Connect your app to Google

To connect your Auth0 client to Google, you will need to generate a Client ID and Client Secret in a Google project, copy these keys into your Auth0 settings, and enable the Connection.

This doc refers to the client steps to connect your client to Google. If you are looking to manage authentication in your app, see Next Steps below.

Generate the Google Client ID and Client Secret

  1. While logged in to your Google account, go to the API Manager.

  2. Create your new app by navigating to Credentials using the left-hand menu:

API Manager Credentials

  1. While you are on the Credentials page, click on Create a project.

  2. In the dialog box that appears, provide a Project name, answer Google's email- and privacy-related questions, and click Create:

Create New Project

  1. Google will take a moment to create your project. When the process completes, Google will prompt you to create the credentials you need.

Create Google Credentials

  1. Click on Create credentials to display a pop-up menu listing the types of credentials you can create. Select the OAuth client ID option.

  2. At this point, Google will display a warning banner that says, "To create an OAuth client ID, you must first set a product name on the consent screen." Click Configure consent screen to begin this process.

Configure Consent Screen

  1. Provide a Product Name that will be shown to users when they log in through Google.

OAuth Consent Screen

  1. Click Save.

  2. At this point, you will be prompted to provide additional information about your newly-created app.

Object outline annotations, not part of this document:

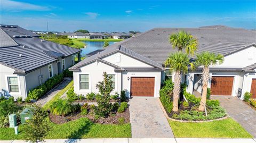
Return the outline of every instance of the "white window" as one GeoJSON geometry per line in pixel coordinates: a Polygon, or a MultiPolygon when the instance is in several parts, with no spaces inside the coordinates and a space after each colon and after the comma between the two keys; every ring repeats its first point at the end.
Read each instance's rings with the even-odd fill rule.
{"type": "Polygon", "coordinates": [[[7,77],[9,92],[19,92],[18,77],[7,77]]]}
{"type": "Polygon", "coordinates": [[[64,70],[66,69],[66,63],[65,63],[65,59],[62,59],[62,69],[64,70]]]}
{"type": "Polygon", "coordinates": [[[49,78],[52,77],[52,64],[49,64],[48,65],[48,71],[49,72],[49,78]]]}
{"type": "Polygon", "coordinates": [[[89,89],[89,74],[79,74],[80,89],[89,89]]]}
{"type": "Polygon", "coordinates": [[[113,89],[116,89],[116,77],[115,74],[108,74],[109,77],[111,77],[111,80],[113,82],[112,83],[112,87],[113,89]]]}

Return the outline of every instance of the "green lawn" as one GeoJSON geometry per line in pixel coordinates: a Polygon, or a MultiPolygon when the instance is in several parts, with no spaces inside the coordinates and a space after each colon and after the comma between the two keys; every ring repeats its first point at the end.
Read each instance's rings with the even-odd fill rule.
{"type": "MultiPolygon", "coordinates": [[[[92,123],[87,118],[81,118],[62,124],[50,122],[52,128],[46,139],[127,138],[131,137],[131,124],[100,124],[92,123]]],[[[13,128],[0,128],[1,140],[24,139],[24,125],[19,125],[19,133],[15,135],[13,128]]]]}
{"type": "Polygon", "coordinates": [[[123,39],[85,39],[85,38],[79,38],[76,39],[76,40],[78,41],[121,41],[123,39]]]}
{"type": "Polygon", "coordinates": [[[169,122],[177,138],[252,138],[231,118],[204,123],[169,122]]]}

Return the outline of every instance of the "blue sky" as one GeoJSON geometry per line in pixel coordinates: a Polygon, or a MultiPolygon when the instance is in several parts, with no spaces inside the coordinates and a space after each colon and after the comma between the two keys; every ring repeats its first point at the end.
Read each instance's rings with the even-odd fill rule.
{"type": "Polygon", "coordinates": [[[145,31],[222,24],[256,28],[256,1],[1,1],[1,24],[33,30],[145,31]]]}

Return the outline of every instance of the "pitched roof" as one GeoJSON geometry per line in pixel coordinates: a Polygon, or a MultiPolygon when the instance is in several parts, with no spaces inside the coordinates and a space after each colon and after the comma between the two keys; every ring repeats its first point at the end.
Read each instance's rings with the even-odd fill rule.
{"type": "Polygon", "coordinates": [[[4,39],[0,39],[0,43],[4,39],[11,38],[18,44],[9,47],[1,45],[0,47],[0,63],[15,69],[14,73],[29,72],[58,61],[54,56],[63,54],[66,57],[81,51],[79,49],[42,40],[37,37],[37,35],[18,26],[1,26],[0,29],[6,33],[4,35],[4,39]],[[13,36],[15,35],[31,36],[16,37],[13,36]],[[47,53],[51,53],[49,55],[47,53]]]}

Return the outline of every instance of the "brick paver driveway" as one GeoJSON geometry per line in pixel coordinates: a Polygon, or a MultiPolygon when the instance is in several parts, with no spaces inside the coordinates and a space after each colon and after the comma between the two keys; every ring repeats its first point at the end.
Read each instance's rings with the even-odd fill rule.
{"type": "Polygon", "coordinates": [[[256,111],[236,97],[212,97],[218,99],[228,115],[256,138],[256,111]]]}
{"type": "Polygon", "coordinates": [[[174,138],[156,98],[133,97],[130,101],[132,138],[174,138]]]}

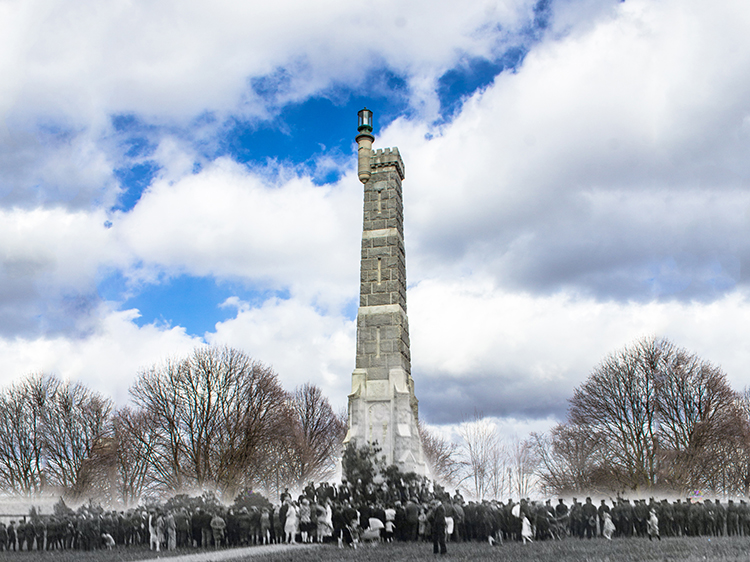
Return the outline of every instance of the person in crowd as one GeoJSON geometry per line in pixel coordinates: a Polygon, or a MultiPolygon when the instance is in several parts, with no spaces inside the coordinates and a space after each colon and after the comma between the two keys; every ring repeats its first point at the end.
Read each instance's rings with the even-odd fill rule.
{"type": "Polygon", "coordinates": [[[615,533],[615,524],[612,522],[612,516],[609,511],[602,514],[602,536],[608,541],[612,540],[615,533]]]}
{"type": "Polygon", "coordinates": [[[647,527],[648,527],[648,540],[653,540],[654,537],[661,540],[661,535],[659,534],[659,518],[656,515],[655,509],[652,509],[649,512],[647,527]]]}
{"type": "Polygon", "coordinates": [[[211,517],[211,534],[214,539],[214,548],[221,548],[226,538],[227,522],[217,510],[211,517]]]}
{"type": "Polygon", "coordinates": [[[286,521],[284,522],[284,534],[286,535],[287,544],[297,544],[298,513],[296,504],[287,501],[286,521]]]}
{"type": "Polygon", "coordinates": [[[432,552],[435,554],[446,554],[448,549],[445,545],[445,506],[440,500],[432,504],[430,514],[427,516],[432,531],[432,552]]]}

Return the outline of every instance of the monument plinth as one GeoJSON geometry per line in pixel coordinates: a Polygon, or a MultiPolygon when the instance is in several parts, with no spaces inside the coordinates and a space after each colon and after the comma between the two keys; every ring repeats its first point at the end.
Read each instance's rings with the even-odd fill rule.
{"type": "Polygon", "coordinates": [[[387,464],[426,474],[417,428],[406,315],[406,252],[398,148],[372,150],[372,112],[359,112],[358,176],[364,219],[357,313],[357,362],[344,443],[375,444],[387,464]]]}

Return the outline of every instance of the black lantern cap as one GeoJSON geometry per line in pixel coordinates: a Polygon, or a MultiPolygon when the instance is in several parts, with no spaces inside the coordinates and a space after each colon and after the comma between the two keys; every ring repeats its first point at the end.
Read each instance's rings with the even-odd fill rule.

Web App Credentials Configuration

  1. Select Web application, and provide a name for your app.

  2. Under Restrictions, enter the following information:

    • Authorized JavaScript origins: https://YOUR_AUTH0_DOMAIN
    • Authorized redirect URI: https://YOUR_AUTH0_DOMAIN/login/callback
  3. Click Create. Your Client Id and Client Secret will be displayed:

OAuth Client ID and Secret

Save your Client Id and Client Secret to enter into the Connection settings in Auth0.

Enable the Admin SDK Service

If you are planning to connect to Google Apps enterprise domains, you will need to enable the Admin SDK service.

  1. Navigate to the Library page of the API Manager.

  2. Select Admin SDK from the list of APIs:

Google API Manager Library

  1. On the Admin SDK page, click Enable.

API Manager Dashboard for Admin SDK

Enable the Connection in Auth0

  1. Log in to the Auth0 Dashboard and select Connections > Social in the left navigation.

  2. Select the connection with the Google logo to access this connection's Settings page:

  1. Select each of your existing Auth0 Clients for which you want to enable this connection. Click Save when you're done.

  2. Switch over to the Settings tab. Copy the Client Id and Client Secret from the Credentials page of your project in the Google API Manager into the fields on this page on Auth0.

  3. Select the Permissions for each of the features you want to allow your app to access. Click Save when you're done.

Test Your Connection

  1. Go back to the Connections > Social section of the Auth0 dashboard. If you have configured your connection correctly, you will see a Try icon next to the Google logo:

  2. Click Try.

  3. Click Allow in the permissions pop-up screen:

If you have configured everything correctly, you will see the It works!!! page:

Obtaining the Access Token and Refresh Token

The access_token returned by Google can be obtained after the user has logged in by making an HTTP GET request to the /api/v2/user/{user-id} endpoint containing an Auth0 API token generated with read:user_idp_tokens scope. The access_token for the IdP will be available in the identities array, under the element for the particular connection.

For more information, please refer to the Management API documentation

You can also request a refresh_token from Google by passing along the access_type=offline parameter when calling the Auth0 /authorize endpoint (or passing it in auth.params when using Lock).

The refresh_token can be retrieved in the same manner as described for the access_token above.

Next Steps

Now that you have a working connection, the next step is to configure your application to use it. You can follow our step-by-step quickstarts or use directly our libraries and API.